Claire had an urge to break it into small pieces, but she knew that it was too dangerous to do it. She would get a hell of a beating had she done that. One time, Henry was so drunk that he grabbed Claire’s hair and slammed her onto the wall where the mirror was fixed to. One small corner broke and cut her hand. Henry got scared and stopped hitting her. Claire had thought it was because he cared for her, only to later realise that he was concerned that the mirror will fall and break completely.
That was the drop that filled the glass.
She had kept the piece of mirror as a reminder that she had to put a stop to her misery.
It all led to that cold winter evening. It was Christmas Eve. On Boxing Day, instead of the traditional gift box, she wanted to let go of the housegirl. There wasn’t any more money to keep her employed. After that, she would take the time to think about how to start over. But that was two days away and she had to concentrate.
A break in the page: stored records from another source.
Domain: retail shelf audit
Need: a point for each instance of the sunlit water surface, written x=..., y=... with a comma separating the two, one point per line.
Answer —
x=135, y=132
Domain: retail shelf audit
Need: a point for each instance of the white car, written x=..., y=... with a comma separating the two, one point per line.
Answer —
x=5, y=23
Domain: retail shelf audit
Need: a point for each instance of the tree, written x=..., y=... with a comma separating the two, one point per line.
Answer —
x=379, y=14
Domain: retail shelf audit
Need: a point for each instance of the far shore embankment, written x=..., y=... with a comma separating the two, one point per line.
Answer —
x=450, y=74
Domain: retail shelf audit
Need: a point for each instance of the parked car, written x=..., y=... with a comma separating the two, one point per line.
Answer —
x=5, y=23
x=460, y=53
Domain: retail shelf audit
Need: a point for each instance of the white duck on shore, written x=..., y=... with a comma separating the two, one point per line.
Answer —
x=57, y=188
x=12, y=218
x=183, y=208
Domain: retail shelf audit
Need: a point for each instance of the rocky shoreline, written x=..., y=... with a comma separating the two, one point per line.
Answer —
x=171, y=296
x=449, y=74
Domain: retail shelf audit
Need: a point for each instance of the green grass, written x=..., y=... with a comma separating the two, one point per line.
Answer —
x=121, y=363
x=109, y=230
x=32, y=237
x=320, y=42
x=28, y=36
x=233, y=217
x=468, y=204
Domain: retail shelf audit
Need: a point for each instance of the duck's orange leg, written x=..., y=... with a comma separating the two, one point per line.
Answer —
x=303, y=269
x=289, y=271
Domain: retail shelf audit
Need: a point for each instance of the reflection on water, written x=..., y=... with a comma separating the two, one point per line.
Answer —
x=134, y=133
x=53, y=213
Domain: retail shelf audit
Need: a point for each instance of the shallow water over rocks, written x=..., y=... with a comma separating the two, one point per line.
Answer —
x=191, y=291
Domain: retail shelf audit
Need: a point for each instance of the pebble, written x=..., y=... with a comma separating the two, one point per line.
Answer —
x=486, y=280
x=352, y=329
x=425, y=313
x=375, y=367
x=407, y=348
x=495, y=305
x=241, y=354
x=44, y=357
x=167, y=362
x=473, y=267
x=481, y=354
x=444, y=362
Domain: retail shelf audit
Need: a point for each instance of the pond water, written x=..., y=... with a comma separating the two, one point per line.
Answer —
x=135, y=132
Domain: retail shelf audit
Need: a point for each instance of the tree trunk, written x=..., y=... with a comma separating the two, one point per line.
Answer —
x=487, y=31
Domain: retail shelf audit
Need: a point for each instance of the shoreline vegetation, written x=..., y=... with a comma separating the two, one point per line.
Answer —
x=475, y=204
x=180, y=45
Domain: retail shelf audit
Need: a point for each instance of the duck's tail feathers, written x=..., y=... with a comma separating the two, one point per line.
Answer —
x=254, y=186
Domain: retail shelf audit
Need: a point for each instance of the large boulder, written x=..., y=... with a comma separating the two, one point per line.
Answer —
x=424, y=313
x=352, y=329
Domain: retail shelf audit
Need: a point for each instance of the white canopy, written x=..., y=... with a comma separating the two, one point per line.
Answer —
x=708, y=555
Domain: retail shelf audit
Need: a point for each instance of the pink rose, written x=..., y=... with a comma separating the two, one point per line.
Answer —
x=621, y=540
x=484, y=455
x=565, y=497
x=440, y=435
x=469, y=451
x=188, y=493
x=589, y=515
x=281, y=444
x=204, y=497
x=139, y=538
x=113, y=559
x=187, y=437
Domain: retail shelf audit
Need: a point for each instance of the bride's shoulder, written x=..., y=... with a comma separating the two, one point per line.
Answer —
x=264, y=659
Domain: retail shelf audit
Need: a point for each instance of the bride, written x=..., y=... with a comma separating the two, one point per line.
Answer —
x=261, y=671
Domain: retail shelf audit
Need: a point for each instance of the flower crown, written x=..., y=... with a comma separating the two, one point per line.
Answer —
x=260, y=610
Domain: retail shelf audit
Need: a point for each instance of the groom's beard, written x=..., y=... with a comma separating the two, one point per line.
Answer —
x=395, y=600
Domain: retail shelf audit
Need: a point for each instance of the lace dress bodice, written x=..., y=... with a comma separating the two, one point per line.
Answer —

The beating she got in the morning didn’t help, though.
Henry was wolfing down whatever was in front of him in no particular order. Every so often, he would take a sip of red wine from the delicate crystal glass.
‘Did you cook tonight?’ he asked with his mouth full. It took Claire a whole second to answer.
‘Good,’ he added while grabbing the pudding and bringing it closer. Claire’s heart was throbbing. This was it! She held her breath.
‘What’s wrong?’ Henry asked harshly. Claire couldn’t think of any excuse and she knew that not answering will fire him up.
‘Eat or leave,’ he barked.
She took a mouthful of potatoes and chewed as naturally as she could. As Henry started downing the pudding, Claire’s confidence was shaking. If it wasn’t going to work, she would be doomed. Henry finished the pudding fast and drank another full glass of wine to quench his thirst.
‘That was good!’ he burped and wiped his mouth with his hand only to see, to his horror, that he was bleeding.
‘What have you done, woman?’ he asked with his mouth full of blood. He looked at Claire with desperation.
It was done. She now had the courage to say it out loud.
‘It was in the pudding.’
‘What was?’ he tried to articulate.
‘Your precious mirror.’
‘I grounded it in the mortar,’ she continued with a calm she didn’t think herself capable of. It was done. He was done. He fell underneath the table. His lack of answer and the small thudding against the table of him dying assured her she was finally free. She took a deep breath and leaned back. She could finally relax. With a faint smile, the first in years, she picked up the wine glass in front of her and drank the entire contents at once. It burnt her throat in a nice, calming way. She took another deep breath when the thudding stopped. She could now finish her dinner. She picked up the napkin and wiped her mouth carefully, but her smile instantly disappeared. The napkin was full of blood. She couldn’t believe that she had made any mistake! As she lifted her eyes, she saw the housegirl at the other end of the table.
‘It was the wine for you, milady,’ she said coldly. ‘Henry loved me and put on my name all your possessions. But I could only get them if both of you were dead. It was just a matter of time before you tried to do what you did, so I just had to wait. I saw you ground the mirror corner and I cleansed the mortar into your wine glass. I was worried you wouldn’t drink it, but…’
‘It’s nothing personal. It’s my signature. You two were my thirteenth household.’
‘You are… Elizabeth…’ Claire realised the famous murderer she had kept in her house for the past three years. She couldn’t talk anymore as her life was leaving her.